Dumay en juré: un accident

Parmi les grands noms du jury du Concours de cette année, la présence du violoniste français Augustin Dumay est incontestablement une surprise. Il n'est en effet pas familier de l'exercice

Parmi les grands noms du jury du Concours de cette année, la présence du violoniste français Augustin Dumay est incontestablement une surprise. Il n'est en effet pas familier de l'exercice.

- Pourquoi avez-vous accepté d'être dans le jury?

C'est un accident. Habituellement, je fais mien le mot de Debussy - les concours, c'est pour les chevaux - ou l'avis de Radu Lupu, qui voit dans les concours la pire des obscénités musicales. J'ai donc refusé au moins quinze fois de siéger dans des jurys. Ici, j'ai parlé avec les gens du Concours Reine Elisabeth qui m'ont dit nous avons besoin de gens comme vous, de gens qui ont une autre ligne et pensent autre chose". Et ils m'ont convaincu que je pouvais apporter un autre regard, une autre écoute, un point de vue plus prospectif.

- Plus prospectif en quoi?

Un musicien ne doit pas seulement jouer brillamment. Il peut avoir des trésors cachés en lui, et c'est cela que j'aime rechercher. Quand je donne des masterclasses, j'essaie de choisir des gens très jeunes et très doués et de les amener sur des routes différentes. Trop souvent, les jeunes violonistes admirent, à raison, le succès, mais ils essaient de l'imiter et ce conformisme gomme leurs spécificités.

- Vous avez eu Arthur Grumiaux comme maître.

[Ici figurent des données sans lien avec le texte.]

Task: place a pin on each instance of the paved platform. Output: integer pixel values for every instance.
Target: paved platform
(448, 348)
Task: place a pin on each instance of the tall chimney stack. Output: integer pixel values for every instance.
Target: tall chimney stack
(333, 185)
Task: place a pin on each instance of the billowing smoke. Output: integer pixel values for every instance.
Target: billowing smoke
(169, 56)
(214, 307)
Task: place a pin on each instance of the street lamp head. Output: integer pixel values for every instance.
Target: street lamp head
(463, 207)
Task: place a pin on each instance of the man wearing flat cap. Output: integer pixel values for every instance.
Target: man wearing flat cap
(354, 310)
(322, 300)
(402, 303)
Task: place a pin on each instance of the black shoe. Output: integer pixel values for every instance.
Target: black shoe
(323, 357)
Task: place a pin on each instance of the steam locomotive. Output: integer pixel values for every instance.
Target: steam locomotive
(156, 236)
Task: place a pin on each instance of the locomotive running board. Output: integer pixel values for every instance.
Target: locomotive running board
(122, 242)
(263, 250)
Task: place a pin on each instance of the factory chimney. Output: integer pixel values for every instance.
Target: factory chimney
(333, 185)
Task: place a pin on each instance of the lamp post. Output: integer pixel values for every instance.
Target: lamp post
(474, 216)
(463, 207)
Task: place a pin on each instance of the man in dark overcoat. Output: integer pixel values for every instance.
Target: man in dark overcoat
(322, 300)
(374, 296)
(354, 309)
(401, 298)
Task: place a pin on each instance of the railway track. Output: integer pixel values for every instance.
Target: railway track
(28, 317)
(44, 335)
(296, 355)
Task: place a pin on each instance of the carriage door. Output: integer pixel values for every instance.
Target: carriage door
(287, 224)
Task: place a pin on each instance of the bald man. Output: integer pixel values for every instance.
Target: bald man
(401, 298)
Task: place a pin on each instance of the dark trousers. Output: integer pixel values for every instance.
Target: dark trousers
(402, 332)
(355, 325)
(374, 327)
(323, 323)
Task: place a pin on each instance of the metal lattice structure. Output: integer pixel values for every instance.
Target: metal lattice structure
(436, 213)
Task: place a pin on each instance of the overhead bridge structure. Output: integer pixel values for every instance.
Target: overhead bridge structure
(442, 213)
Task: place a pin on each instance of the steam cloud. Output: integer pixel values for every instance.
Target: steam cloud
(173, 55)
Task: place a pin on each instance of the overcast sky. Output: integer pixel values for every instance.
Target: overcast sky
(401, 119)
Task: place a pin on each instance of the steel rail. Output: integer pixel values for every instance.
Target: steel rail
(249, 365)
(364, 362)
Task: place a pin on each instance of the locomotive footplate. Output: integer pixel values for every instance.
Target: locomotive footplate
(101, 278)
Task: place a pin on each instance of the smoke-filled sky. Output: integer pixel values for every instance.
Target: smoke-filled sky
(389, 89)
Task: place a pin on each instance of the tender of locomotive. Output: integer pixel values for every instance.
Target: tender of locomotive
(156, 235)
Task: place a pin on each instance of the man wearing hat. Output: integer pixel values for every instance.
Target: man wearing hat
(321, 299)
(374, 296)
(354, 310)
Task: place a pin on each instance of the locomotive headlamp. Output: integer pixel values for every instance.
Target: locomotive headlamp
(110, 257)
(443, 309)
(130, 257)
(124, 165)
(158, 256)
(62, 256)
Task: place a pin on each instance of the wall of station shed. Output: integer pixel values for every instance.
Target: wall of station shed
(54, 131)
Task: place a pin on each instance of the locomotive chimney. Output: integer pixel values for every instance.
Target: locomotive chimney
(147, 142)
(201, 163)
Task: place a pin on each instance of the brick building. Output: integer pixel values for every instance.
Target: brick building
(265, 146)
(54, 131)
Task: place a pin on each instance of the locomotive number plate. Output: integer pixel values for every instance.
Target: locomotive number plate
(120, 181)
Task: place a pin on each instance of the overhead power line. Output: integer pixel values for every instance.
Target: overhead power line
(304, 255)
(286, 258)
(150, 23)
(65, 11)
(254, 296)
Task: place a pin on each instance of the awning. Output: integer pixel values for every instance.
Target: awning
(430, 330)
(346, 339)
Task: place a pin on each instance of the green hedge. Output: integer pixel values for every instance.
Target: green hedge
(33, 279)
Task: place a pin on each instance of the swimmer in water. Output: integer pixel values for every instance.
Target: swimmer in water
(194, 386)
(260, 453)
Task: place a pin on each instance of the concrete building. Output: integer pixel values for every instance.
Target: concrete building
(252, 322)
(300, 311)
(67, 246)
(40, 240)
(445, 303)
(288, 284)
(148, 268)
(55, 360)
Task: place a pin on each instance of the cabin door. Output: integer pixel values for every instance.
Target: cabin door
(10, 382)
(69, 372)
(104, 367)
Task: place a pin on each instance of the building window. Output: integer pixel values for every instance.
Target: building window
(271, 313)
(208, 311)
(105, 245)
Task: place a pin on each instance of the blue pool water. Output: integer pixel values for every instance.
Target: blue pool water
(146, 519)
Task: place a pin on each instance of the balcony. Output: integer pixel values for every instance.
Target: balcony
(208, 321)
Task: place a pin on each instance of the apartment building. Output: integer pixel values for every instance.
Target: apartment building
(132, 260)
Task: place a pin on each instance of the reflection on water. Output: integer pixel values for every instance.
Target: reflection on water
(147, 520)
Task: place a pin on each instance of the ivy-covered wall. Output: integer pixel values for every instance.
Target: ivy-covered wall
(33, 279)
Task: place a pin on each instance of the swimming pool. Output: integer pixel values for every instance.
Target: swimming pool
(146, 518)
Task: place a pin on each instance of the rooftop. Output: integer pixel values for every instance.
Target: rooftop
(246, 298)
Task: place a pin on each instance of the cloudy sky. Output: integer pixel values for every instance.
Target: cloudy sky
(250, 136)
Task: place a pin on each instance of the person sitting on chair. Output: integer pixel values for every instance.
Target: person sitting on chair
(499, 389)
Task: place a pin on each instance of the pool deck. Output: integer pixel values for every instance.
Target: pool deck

Son enseignement allait-il dans ce sens?

Plus les années passent, plus ce qu'il m'a appris remonte à la surface comme les choses essentielles. Ou comme un vin dont les composantes apparaissent au fur et à mesure qu'il vieillit. Quand j'étais très jeune, il me semblait incroyablement classique, je me sentais plus attiré par des violonistes plus romantiques comme Stern. Aujourd'hui, je me sens plus proche de lui, sans qu'il y ait là-dedans quelque idée de reproduction - ce serait la négation de la musique, mais de façon subconsciente. Grumiaux a été un peu mon psychanalyste.

- On vous a connu comme gloire du petit écran sous Chancel. Vous semblez très éloigné de cette image aujourd'hui

La médiatisation des années 80 était dangereuse. Tout artiste vit une dualité entre l'exposition sur la scène et le travail de laboratoire intérieur. Le passage de l'un à l'autre est difficile, il fait souffrir, mais on apprend tout doucement à réunir les deux. (N.B.)